LGBT safety in St Kitts and Nevis

Progress comes slowly for officials, police


From the outside, it can be difficult to tell what life is like for lesbian, gay, bisexual and transgender people in St Kitts and Nevis.

It’s the smallest country in the Western Hemisphere, so relatively few foreign journalists, NGOs or corporations are active there.

And when it comes to finding out information about the status of the LGBT community in the island federation, that’s made doubly difficult. The country’s first LGBT organization, the St Kitts/Nevis Gay-Straight Alliance for Progress, only had its first meeting in January 2016.

Gay sex is illegal in St Kitts and Nevis, though Canadian officials maintain that the country’s police are able to provide adequate protections for queer citizens. Daily Xtra has spoken to three gay men from St Kitts and Nevis who say that violence and harassment against the LGBT community is common and that police do little to stop it.

But Maurice Tomlinson, a Jamaican attorney and LGBT advocate, visited St Kitts and Nevis last summer. Tomlinson and his husband Tom Decker, the Toronto Police Service’s former liaison to the LGBT community, led a four-day training session for uniformed officers in St Kitts.

Tomlinson tells Daily Xtra that he and his husband helped train around 50 people during the four-day training session, including senior-level police officers, fire commissioners and immigration officers.

“I can’t say that there’s a revolution in how St Kitts and Nevis treats its police, but there clearly is a commitment at the very top for there to be a change,” he says. “I suspect there would have to be further trainings to ensure that this trickles down to the level of beat cops.”

But Tomlinson did have a strange experience while he was there.

“I was very disappointed that when my husband Tom and I were there doing this training for a week, we never saw one member of the LGBTI community,” he says. “They were so deeply underground.”

Tomlinson suspects that although there is some buy-in from senior officials, there is clearly resistance from the lower ranks that makes members of the LGBT community feel unsafe to come forward.

When asked if the police in St Kitts and Nevis are able to protect LGBT citizens, like Rolston Ryan, from violence, Tomlinson was unsure.

 

“There’s a long way from a training to a changed culture as we’ve seen in Canada,” he says. “I cannot personally testify to whether that training would have revolutionized the level of homophobia in St Kitts.

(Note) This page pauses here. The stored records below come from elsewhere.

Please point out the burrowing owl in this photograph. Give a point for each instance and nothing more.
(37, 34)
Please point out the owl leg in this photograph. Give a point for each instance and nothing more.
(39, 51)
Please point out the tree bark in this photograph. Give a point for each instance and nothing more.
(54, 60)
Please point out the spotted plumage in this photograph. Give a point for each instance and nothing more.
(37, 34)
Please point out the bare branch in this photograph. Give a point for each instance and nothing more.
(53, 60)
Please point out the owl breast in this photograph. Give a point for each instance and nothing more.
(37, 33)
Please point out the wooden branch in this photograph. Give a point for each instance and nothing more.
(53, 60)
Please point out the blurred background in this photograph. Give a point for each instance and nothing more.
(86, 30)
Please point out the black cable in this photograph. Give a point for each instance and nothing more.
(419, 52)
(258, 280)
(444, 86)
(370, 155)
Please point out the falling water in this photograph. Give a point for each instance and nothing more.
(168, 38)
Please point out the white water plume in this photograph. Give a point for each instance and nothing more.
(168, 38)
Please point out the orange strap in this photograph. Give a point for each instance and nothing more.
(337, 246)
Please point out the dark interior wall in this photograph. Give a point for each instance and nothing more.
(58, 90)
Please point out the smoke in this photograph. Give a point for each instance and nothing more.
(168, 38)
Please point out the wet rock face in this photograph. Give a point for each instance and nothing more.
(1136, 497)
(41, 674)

What I can say is that at the very top there seems to be buy-in for the need for this kind of training, and the need for this kind of inclusiveness.”

Tomlinson points out the mixed signals sent out by former prime minister Denzil Douglas, who has dominated the country’s politics for two decades.

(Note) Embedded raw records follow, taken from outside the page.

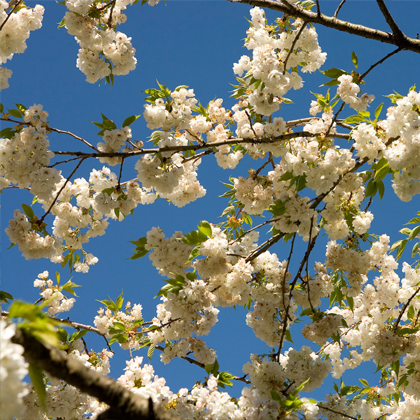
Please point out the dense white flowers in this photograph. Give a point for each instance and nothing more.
(12, 370)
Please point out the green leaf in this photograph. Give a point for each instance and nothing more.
(178, 88)
(278, 208)
(79, 334)
(354, 59)
(286, 176)
(414, 232)
(354, 119)
(21, 309)
(381, 189)
(415, 220)
(378, 111)
(129, 120)
(224, 379)
(173, 286)
(333, 82)
(347, 390)
(68, 287)
(139, 254)
(15, 113)
(410, 313)
(21, 108)
(205, 228)
(120, 301)
(395, 366)
(5, 297)
(7, 133)
(28, 211)
(371, 188)
(150, 351)
(401, 248)
(381, 174)
(301, 386)
(194, 238)
(364, 382)
(333, 73)
(107, 123)
(415, 250)
(288, 336)
(275, 396)
(37, 379)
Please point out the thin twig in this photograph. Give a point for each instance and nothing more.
(59, 192)
(293, 46)
(110, 13)
(264, 246)
(398, 34)
(334, 119)
(336, 412)
(292, 286)
(404, 308)
(255, 228)
(262, 167)
(119, 177)
(63, 161)
(379, 62)
(56, 130)
(285, 322)
(10, 14)
(203, 366)
(295, 10)
(339, 7)
(341, 335)
(318, 9)
(307, 268)
(250, 123)
(359, 163)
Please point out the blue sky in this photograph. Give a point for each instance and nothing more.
(192, 43)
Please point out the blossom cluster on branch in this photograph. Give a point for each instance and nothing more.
(316, 175)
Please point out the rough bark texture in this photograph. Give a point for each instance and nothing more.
(124, 405)
(396, 38)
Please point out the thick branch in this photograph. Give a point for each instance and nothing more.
(124, 403)
(406, 43)
(399, 35)
(237, 140)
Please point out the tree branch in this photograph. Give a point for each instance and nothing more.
(379, 62)
(406, 43)
(125, 405)
(236, 140)
(399, 35)
(10, 14)
(339, 7)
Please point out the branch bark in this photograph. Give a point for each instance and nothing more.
(402, 41)
(124, 404)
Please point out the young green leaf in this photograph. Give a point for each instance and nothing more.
(354, 59)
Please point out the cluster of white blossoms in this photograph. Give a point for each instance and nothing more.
(12, 370)
(124, 325)
(270, 50)
(53, 295)
(5, 75)
(62, 399)
(15, 32)
(349, 91)
(25, 157)
(371, 318)
(103, 50)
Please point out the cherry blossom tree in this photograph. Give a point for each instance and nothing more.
(318, 174)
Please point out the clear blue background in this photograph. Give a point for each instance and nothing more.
(193, 43)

“The former prime minister made some very progressive statements internationally supporting LGBTI rights,” he says. “But when he was home campaigning, he would regularly resort to homophobic statements on the political platform. So there’s been a disconnect.”

Ultimately, he finds some hope that the climate in St Kitts is beginning to change.

“It is my hope that we’ll go back and do more of these trainings,” he says. “It’s not a big country, so you can make a big impact if you just do a sustained effort.”